Question about unofficial hardware.
1 year ago
OzwaldMartin
He/Him, They/Them
1 year ago

I already asked this in an old thread, but it seems that went unnoticed. I'm curious about the legality of using something like the hyperkin retron sq with an official game cartridge. Does the hyperkin affect viability of the run in any way?

I'm also going to ask this in the metroid 2 speedrun forum. Unless someone here would also know about that. Cause I want to speedrun off my official Metroid 2 cartridge rather than on emulator.

OzwaldMartin
He/Him, They/Them
1 year ago

I also want to note, that I have no issues proving I'm using an official copy rather than a rom loaded onto a micro SD.

Veneto, Italy

If I recall correctly, the Retron SQ just dumps the contents of the cartridge and runs it through an emulator.

Two issues arise: the emulator Hyperkin products run is pretty much unauditable for accuracy, the other being that for sure Hyperkin doesn't bundle the GBA BIOS into the console for copyright reasons, which means that it's automatically banned for RTA timings because the emulator is going to use reverse engineered (and faster) default routines rather than the ones coming from the BIOS, potentially giving an unfair advantage versus people using Bizhawk w/a BIOS dump or actual hardware.

Edited by the author 1 year ago
OzwaldMartin
He/Him, They/Them
1 year ago

Are there any affordable options that just play the games? Like I said before, I just need something that will allow me to connect to my recording device. Unfortunately, I can't find the GBA player for GCN at a price I can afford.

Veneto, Italy

If you want to go down the real hardware route, GameCube + GBPlayer would be the cheapest way to play comfortably (NTSC-J consoles are readily available, at least here in Europe and can be modded to be NTSC-U by moving a resistor on the motherboard).

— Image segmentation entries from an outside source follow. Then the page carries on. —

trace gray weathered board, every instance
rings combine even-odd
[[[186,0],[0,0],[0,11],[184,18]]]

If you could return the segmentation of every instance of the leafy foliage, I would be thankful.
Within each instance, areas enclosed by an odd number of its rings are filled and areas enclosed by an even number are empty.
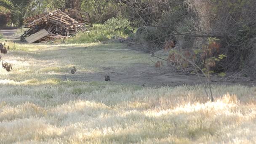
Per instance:
[[[80,32],[68,40],[69,43],[86,43],[102,41],[110,38],[126,37],[132,33],[127,19],[112,18],[104,24],[95,24],[88,31]]]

Cost cutting measures might be installing PicoBoot on the GC (soldering required) and using an SD2SP2 (microSD -> serial port 2, the latter is present only on the early GC models) so you won't need the GBPlayer boot disc since you can just fire up either GBI or a dump of the disc off the SD card.

To have digital output (namely, HDMI) out of the GC you'd have to fetch a GCVideo compatible dongle (uses the digital port present only on the earlier GameCube revision), which goes for anywhere from 35 to 50€ from the usual suspects such as AE, definitely more if you're buying locally. Remember that no NTSC versions of the GC output RGB.

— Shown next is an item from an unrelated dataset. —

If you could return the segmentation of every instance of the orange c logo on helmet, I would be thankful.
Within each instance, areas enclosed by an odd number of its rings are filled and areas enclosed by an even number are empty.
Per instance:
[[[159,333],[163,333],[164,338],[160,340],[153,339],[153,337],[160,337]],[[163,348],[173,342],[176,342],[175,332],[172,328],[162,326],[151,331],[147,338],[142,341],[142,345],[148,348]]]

Another solution might be modding a GBA (I don't think there's a kit out for the SP, yet) with one of the IPS screen + TV out kits, but you'd be bound to have a pile of AA batteries to run the console, plus not all TV out kits output HDMI, rather they output composite which got its obvious downsides.

Needless to say, the cheapest solution of them all is to run on the only approved emulator, as in Bizhawk using the mGBA core with a valid BIOS dump loaded. In that case you need only your own PC and a bare minimum OBS setup to record the emulator output and eventually the timer. Seeing your previous submissions that it seems you're on Linux, you can run Bizhawk on it too by installing mono and libgdiplus as requirements.

OzwaldMartin
He/Him, They/Them
1 year ago

Ok, I managed to find a gcn gba attachment for relatively cheap, and I already know how to do decent enough HDMI adaption with that. I just need to put together my setup. One more question, do you know how the digiretro boy works? If it functions in the same way as the gba or does it work like the retron?

Veneto, Italy

The DIGIretroBOY (aka Revo K101+) looks like an hardware clone and it seems that it packs also the original GBA BIOS.

Might be worth a shot running some test ROMs off the microSD adapter to evaluate whether it runs at the original framerate, especially considering that even the Analogue Pocket runs faster than a GBA as it stands (so again, only IGT can be submitted).